Saturday 4 February 2012

Joyce Lankester Brisley

loomed large in my childhood. I think my father brought the first "Milly-Molly-Mandy" book home from school. He probably read it to me. By age four however I could read the stories to myself.
If you have never read the stories they are about a little girl - we never learn quite how old she is - in an English village. She is probably around about five years of age as are her friends, "Little-friend-Susan" and "Billy-Blunt". They are a resourceful trio.
The first stories were published as single episodes in "The Christian Science Monitor" but a collection of them appeared in 1928 and several more volumes followed. My mother's parents were "Christian Scientists" and she was brought up the same way. The "church" they attended would have subscribed to the Monitor and I have no doubt my mother was aware of the stories from her own childhood.
My father remembers the books from his early teaching days. A copy of "Milly-Molly-Mandy" stories was apparently one of the very few books available in the little one-teacher school he worked in before marrying my mother. They probably went down well with the entirely unsophisticated country children he was teaching. They could have related to many of the incidents in the stories. So could I.
It was rather like reading about the place we lived in at the time. It was called a "town" but, by British standards, it was a small village.
My equivalent of "Little-friend-Susan" lived over the back fence. Unlike me she could not read so I read the stories to her. "Billy Blunt" and my brother and I used to ride our tricycles through the huge pipes waiting to be laid for some water scheme.
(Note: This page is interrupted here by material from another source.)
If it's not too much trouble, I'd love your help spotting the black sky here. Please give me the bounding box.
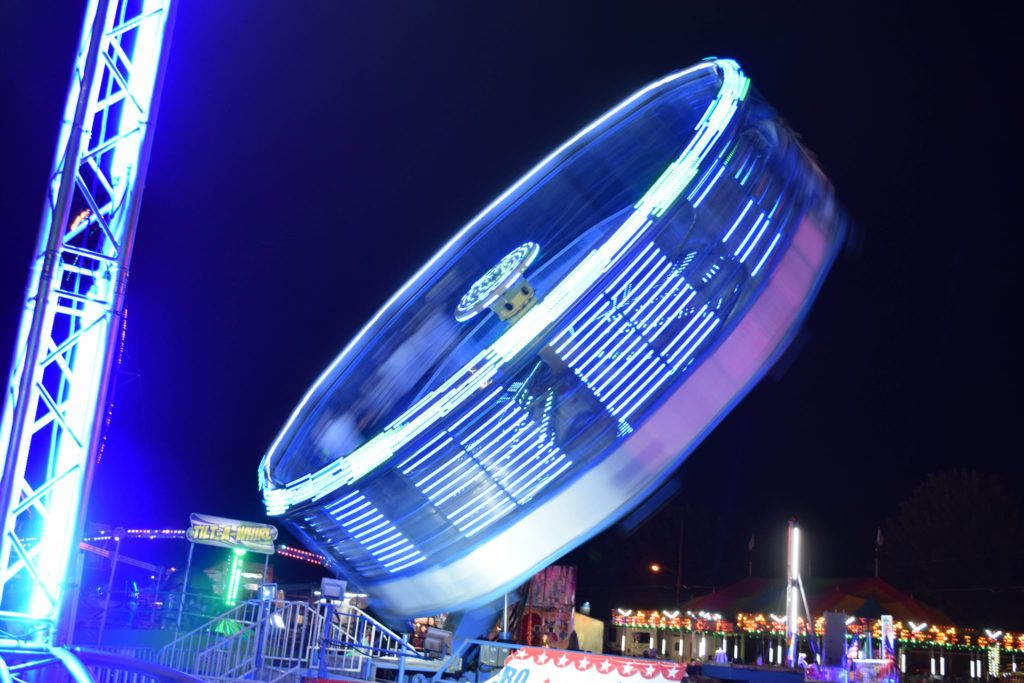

We would also ride a little distance down the road and watch "Mr Rudge-the-Blacksmith". Yes, there was still a blacksmith where we lived. He was probably the only blacksmith for miles around and I know now that most of his work involved mending farm machinery but he could shoe a horse. We watched him do it.
Of course we had a village shop - but no village pond or village green - and the all important village bakery. The bakery was tiny. It provided bread, white or brown, bread rolls and currant buns. As children the currant buns were by far the most important thing. At Easter time the baker would make them into "hot-cross-buns" and each child would be given one. We would sit in a long row along the fence and eat them very slowly. It is just the sort of thing Milly-Molly-Mandy and her friends would have done.
Brisley wrote other books as well. I know I read them too. There was "Marigold in Godmother's House", "The Dawn Shops" and at least two books about "Bunchy".  My godmother showed me how to fold and cut the paper in order to make a string of little girls the way Bunchy did. The day the Whirlwind's mother died I did the same thing to keep her occupied. She still has one string from that day. Paper, pencil and scissors are the only things required.
Perhaps that is what these books are really about and why they are still read. Yes, the library copies are rarely on the shelves. The books are gentle, sentimental, "twee" and lacking in any real excitement. They are not particularly well written but they are comfortable and comforting, somehow "familiar" - and they make us feel secure.

4 comments:

Sarah Tokeley said...

I had these as a little girl - and so did my daughters :-)

Frances said...

Snap.
In the bookshop yesterday I was looking through a book called something like: "How to Make the Things that Milly Molly Mandy Made".
And thank you for mentioning "The Dawn Shops". For years a childhood story, "The Thing That Walked Tiptoe" recurred to me: but I had no idea who wrote it or where it came from.
As soon as I saw the name "The Dawn Shops" I remembered.

Anonymous said...

I think the word is "cosy" - yes? Ros

Mike said...

If anyone is interested in The Dawn Shops I have republished it, with the permission of the JLB Trust have a look at www.thedawnshops.com
My mother use to read to me M-M-M and The Dawn Shops, the copy of The Dawn Shops was given to her by her sister in 1934.
Joyce wrote a number of other delightful books other than M-M-M that are not very well known.
I have been researching her for the past 4 years.